The following snippet should start the master node and bring up a terminal menu:

cd <Path to SEEP Dir>/<SEEP Dir>
java -jar seep-system/target/seepystem-0.0.1-SNAPSHOT.jar Master <Path to SEEP Dir>/<SEEP Dir>/seep-system/examples/stateless-simple-query/dist/stateless-simple-query.jar Base

Now, we start the three workers (note that each is assigned a different port, given as the last parameter):

cd <Path to SEEP Dir>/<SEEP Dir>
java -jar seep-system/target/seepystem-0.0.1-SNAPSHOT.jar Worker 3501

cd <Path to SEEP Dir>/<SEEP Dir>
java -jar seep-system/target/seepystem-0.0.1-SNAPSHOT.jar Worker 3502

cd <Path to SEEP Dir>/<SEEP Dir>
java -jar seep-system/target/seepystem-0.0.1-SNAPSHOT.jar Worker 3503

After that the terminal running the Master node should show messages that indicate that the workers connected to the master.

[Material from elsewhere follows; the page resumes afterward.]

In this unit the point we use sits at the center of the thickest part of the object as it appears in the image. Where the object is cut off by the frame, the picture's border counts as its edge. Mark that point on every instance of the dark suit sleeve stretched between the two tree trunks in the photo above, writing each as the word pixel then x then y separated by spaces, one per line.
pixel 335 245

In the terminal for the master, insert the following (1 deploys the code to the workers, 2 starts execution, after an additional enter, the actual data is streamed):

1
2
<Enter>

Now, one of the terminals running a worker node should print out a statement starting with "SNK" roughly every second. This worker runs the Sink operator and the output indicates the time elapsed (first number, in seconds) and the number of tuples received (second number).